Keeps: This proposal keeps essential consumer protections, including prohibitions on annual and lifetime limits, prohibition of pre-existing condition exclusions, and prohibitions on discrimination. It also preserves guaranteed issue and guaranteed renewability and allows young adults to stay on their parents’ plan until age 26, as well as preserving coverage for mental health and substance use disorders.
State Option: The bill repeals Title I of the ACA (while retaining important consumer protections), and allows states to choose one of three options:
- Reimplementation of the ACA: Option 1 allows the State to reinstate Title I of the ACA, including its mandates and other requirements. The State can continue to receive federal premium tax credits, cost-sharing subsidies, and Medicaid dollars, to the extent that such subsidies do not exceed the contributions that would have been made under Option 2.
- Choose a New State Alternative: Option 2 allows the State to enact a new market-based system that empowers patients while still ensuring those with pre-existing conditions are protected. The State could continue to receive funding equal to 95% of federal premium tax credits and cost-sharing subsidies, as well as the federal match for Medicaid expansion. States can choose to receive funds in the form of per beneficiary grants or advanceable, refundable tax credits, but in both cases, funds will be deposited in a Roth Health Savings Account (HSA), meaning the money will go directly to the patient.

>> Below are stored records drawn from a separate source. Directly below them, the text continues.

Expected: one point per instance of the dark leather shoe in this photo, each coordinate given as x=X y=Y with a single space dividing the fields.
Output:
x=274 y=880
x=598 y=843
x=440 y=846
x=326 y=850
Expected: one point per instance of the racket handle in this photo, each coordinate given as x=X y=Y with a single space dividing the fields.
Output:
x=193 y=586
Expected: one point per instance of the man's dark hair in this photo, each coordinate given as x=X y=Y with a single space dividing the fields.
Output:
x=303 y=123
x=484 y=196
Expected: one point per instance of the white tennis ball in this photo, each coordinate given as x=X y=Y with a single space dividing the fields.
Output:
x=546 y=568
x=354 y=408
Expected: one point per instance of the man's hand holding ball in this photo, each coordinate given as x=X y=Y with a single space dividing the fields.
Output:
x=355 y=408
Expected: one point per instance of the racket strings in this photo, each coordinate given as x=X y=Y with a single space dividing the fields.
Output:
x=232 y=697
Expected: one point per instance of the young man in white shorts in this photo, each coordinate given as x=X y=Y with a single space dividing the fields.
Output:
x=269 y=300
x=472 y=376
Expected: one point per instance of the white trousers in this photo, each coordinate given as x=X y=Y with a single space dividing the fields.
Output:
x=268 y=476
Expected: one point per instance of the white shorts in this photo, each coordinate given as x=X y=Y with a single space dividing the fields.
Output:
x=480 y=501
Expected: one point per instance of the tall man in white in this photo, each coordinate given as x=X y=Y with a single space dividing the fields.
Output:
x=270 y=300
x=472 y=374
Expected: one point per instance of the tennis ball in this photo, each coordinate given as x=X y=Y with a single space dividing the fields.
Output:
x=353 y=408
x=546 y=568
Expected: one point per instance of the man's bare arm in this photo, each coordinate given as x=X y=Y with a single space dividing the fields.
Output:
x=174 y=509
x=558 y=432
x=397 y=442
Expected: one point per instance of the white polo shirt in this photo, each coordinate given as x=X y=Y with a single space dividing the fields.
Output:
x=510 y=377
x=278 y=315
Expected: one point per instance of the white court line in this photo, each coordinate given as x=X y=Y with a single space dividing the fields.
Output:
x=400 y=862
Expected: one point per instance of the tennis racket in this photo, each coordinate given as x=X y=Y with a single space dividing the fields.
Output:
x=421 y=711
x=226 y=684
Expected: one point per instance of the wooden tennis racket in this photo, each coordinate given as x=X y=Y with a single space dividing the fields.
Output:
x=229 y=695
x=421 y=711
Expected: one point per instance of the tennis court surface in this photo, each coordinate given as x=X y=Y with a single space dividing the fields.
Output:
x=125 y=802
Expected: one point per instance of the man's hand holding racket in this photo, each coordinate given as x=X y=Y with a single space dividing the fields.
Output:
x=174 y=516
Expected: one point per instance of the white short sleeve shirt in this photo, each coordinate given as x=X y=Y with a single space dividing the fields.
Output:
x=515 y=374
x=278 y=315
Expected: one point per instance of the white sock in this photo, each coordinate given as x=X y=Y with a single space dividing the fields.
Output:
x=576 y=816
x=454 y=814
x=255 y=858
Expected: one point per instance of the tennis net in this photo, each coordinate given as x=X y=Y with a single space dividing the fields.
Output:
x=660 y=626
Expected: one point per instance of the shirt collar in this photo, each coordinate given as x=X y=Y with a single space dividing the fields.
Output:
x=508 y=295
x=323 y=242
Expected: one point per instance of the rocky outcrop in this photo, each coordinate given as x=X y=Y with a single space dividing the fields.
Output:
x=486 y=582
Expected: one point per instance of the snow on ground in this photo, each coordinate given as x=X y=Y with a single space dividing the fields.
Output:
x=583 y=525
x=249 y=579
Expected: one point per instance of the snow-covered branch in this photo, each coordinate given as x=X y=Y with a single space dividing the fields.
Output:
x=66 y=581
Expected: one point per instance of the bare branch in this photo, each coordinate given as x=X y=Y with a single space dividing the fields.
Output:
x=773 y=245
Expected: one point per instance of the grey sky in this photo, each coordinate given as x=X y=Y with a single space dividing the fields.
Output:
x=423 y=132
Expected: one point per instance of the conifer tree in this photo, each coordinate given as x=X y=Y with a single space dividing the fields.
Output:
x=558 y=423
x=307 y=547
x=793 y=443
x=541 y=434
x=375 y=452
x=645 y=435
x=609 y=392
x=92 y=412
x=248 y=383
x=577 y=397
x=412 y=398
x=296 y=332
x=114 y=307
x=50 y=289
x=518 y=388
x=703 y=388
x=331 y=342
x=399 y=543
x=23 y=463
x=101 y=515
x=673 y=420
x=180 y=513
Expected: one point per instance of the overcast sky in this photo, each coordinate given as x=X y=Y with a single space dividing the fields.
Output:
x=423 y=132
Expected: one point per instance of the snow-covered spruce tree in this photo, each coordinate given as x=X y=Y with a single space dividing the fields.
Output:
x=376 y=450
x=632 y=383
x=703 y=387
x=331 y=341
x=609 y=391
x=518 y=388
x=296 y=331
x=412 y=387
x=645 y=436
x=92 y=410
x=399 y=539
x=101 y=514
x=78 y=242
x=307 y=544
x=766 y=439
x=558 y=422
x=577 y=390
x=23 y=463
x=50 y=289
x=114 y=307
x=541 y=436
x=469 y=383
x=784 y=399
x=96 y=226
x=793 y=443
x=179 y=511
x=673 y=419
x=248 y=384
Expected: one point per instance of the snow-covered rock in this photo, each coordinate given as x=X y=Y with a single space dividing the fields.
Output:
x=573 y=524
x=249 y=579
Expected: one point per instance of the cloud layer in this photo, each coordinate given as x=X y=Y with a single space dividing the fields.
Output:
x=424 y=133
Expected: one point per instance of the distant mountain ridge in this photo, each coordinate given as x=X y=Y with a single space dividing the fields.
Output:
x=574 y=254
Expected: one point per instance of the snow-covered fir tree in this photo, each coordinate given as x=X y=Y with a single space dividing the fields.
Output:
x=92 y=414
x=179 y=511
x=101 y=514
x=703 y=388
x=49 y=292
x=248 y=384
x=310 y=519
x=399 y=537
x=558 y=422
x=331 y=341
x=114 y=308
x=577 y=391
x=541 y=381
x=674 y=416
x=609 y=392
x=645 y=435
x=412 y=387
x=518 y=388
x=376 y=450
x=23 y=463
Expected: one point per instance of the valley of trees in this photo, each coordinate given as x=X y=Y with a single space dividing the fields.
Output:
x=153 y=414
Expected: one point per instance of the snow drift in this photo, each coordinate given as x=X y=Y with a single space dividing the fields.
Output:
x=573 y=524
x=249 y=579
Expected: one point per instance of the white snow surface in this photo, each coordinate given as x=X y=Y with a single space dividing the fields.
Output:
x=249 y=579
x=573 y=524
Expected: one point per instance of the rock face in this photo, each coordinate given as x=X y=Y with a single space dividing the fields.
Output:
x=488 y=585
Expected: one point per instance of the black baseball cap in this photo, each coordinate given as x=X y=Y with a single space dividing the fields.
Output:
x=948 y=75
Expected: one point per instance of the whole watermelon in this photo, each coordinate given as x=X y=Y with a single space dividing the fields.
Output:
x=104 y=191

- Design an Alternative Solution without Federal Assistance: Option 3 would return power to the States to design and regulate insurance markets that work for their specific populations, without any federal assistance.
Conservatives will, and should, complain that this proposal maintains most of Obamacare's taxes, spending and mandates. It appears to do absolutely nothing to make Medicaid more sustainable, or to fix the Obamacare expansion's unfair imbalance toward able-bodied child's adults. It does, however, impose some minor fiscal discipline, permits additional (albeit modest) flexibility, and offer more options to states. If there is to be a last-ditch effort on replacing the existing law -- and if small, incremental improvements are better than nothing -- perhaps Mitch McConnell should use Collins-Cassidy as the framework from which an alternative would take shape. But the open question remains: If Republicans buy themselves more time, and if the rubber meets the road, would Collins back her own bill?
Key follow up: If Collins actually stood up for her own proposal, would hesitant conservatives be willing to settle for it?